EF Schumacher’s Small is Beautiful; A study of Economics As If People Mattered, is prime among the books I still cherish and draw wisdom from.

He espouses smaller working units, communal ownership and utilising local labour and resources; he challenges the all-powerful philosophy that is being applied to almost everything that we do; the all-pervading test ‘is this the cheapest and does it make the biggest profit’; the watchwords of the giant, soulless globalised organisations.

We count ourselves blessed living in Small is Beautiful Ludlow with its harmonious streets and buildings set against the backdrop of glorious countryside , its small local businesses, its good food and restaurants, its lively arts scene and its sense of community, all of which allow us to escape the worst of the inhumane society which follows the drive for making money at all costs.

We need to cherish our town, to protect it from rampant development but without setting it in aspic.

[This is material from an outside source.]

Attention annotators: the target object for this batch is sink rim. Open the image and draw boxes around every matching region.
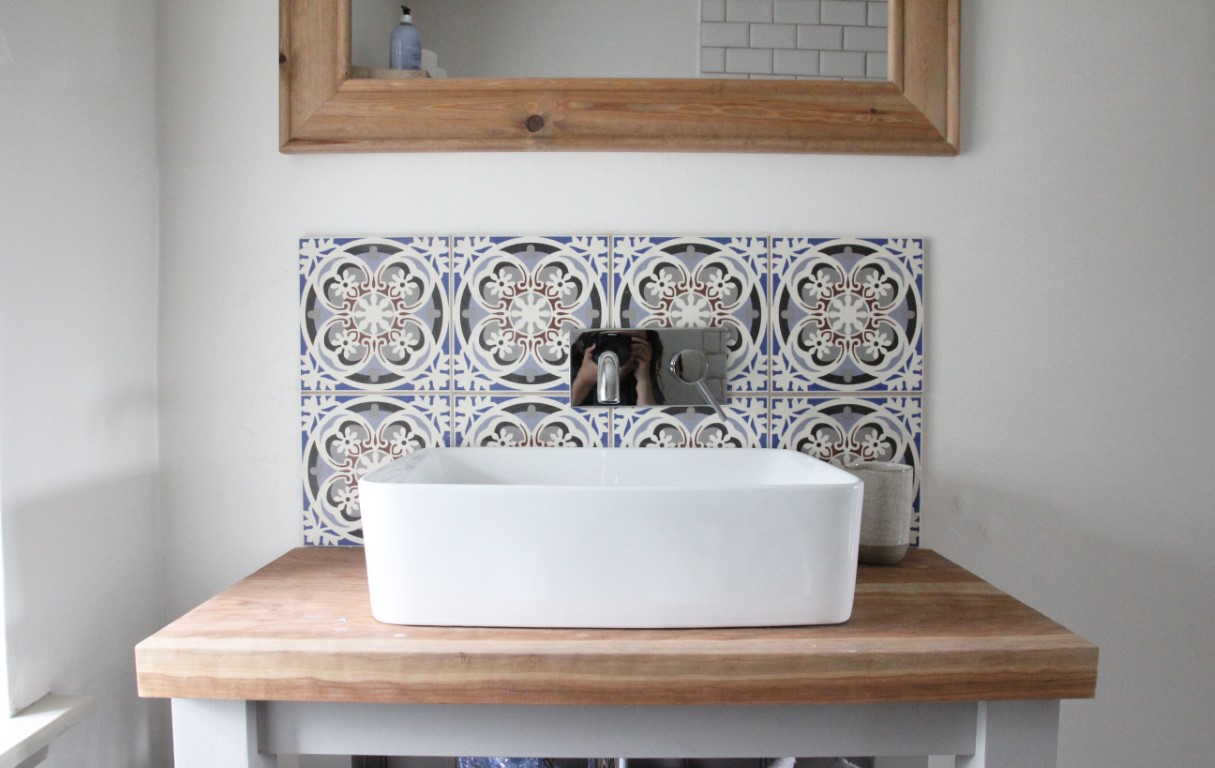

This rumination led me to me thinking, how many of us Ludlow residents are ‘asylum seekers’, what percentage of us were not born here but sought refuge here?

As asylum seekers did we discover that the old Ludlovians had constructed barriers along the A49? The incoming population has made considerable change to the town that was Ludlow and that change has made alteration to the way of life of the longstanding families, some, but not all of it, good, witness how hard it is for the children of those families to find affordable homes.

The asylum seekers who crowd the Calais area and who risk even their lives for a chance to escape the mayhem that their homelands have become ask the longstanding residents of the UK to give them refuge.

They will bring change to our society, possibly not all of it good, they will, make demands of us much as the incomers have made demands on the indigenous population of Ludlow and they will expect to be accepted as we expected when we came to live here.

To steal a Biblical quote ‘Be not forgetful to entertain strangers; for thereby some have entertained angels unawares’.